Q: What is the difference between a school teacher and a steam locomotive?
A: The school teacher tells you to spit out your gum, while the locomotive says "Choo Choo Choo!"

Q: Why can't the engineer be electrocuted?
A: Because he's not a conductor!

Q: Why can't a steam locomotive sit down?
A: Because it has a tender behind

Q: What do you call a train that eats toffee?
A: A chew, chew train.

Q: Why is the railroad angry?
A: Because people are always crossing it! 
Q: Why do you have to wait so long for a train on Halloween?
A: They only run a skeleton service.

Q: What do you get when you cross a Thomas Train and Shakespeare?
A: Toby or not toby, that is the question!

A man who had spent his whole life in the desert visited a friend. He’d never seen a train or the tracks they run on. While standing in the middle of the RR tracks, he heard a whistle, but didn’t know what it was.
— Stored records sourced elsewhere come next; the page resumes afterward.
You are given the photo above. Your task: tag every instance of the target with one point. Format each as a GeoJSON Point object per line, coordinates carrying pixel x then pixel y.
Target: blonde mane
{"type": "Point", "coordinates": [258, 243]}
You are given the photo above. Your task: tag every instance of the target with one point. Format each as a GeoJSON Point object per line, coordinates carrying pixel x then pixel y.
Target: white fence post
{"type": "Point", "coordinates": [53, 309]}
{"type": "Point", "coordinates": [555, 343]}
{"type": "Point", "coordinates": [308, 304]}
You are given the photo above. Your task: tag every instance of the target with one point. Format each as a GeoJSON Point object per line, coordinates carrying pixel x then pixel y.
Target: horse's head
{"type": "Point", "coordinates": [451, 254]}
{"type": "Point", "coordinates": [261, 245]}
Predictably, he’s hit and is thrown to the side of the tracks, with some minor internal injuries, a few broken bones, and some bruises.
After weeks in the hospital recovering, he’s at his friend’s house attending a party. While in the kitchen, he suddenly hears the teakettle whistling. He grabs a baseball bat from the nearby closet and proceeds to batter and bash the teakettle into an unrecognizable lump of metal. His friend, hearing the ruckus, rushes into the kitchen, sees what’s happened and asks the desert man, “Why’d you ruin my good tea kettle?” The desert man replies, “Man, you gotta kill these things when they’re small.”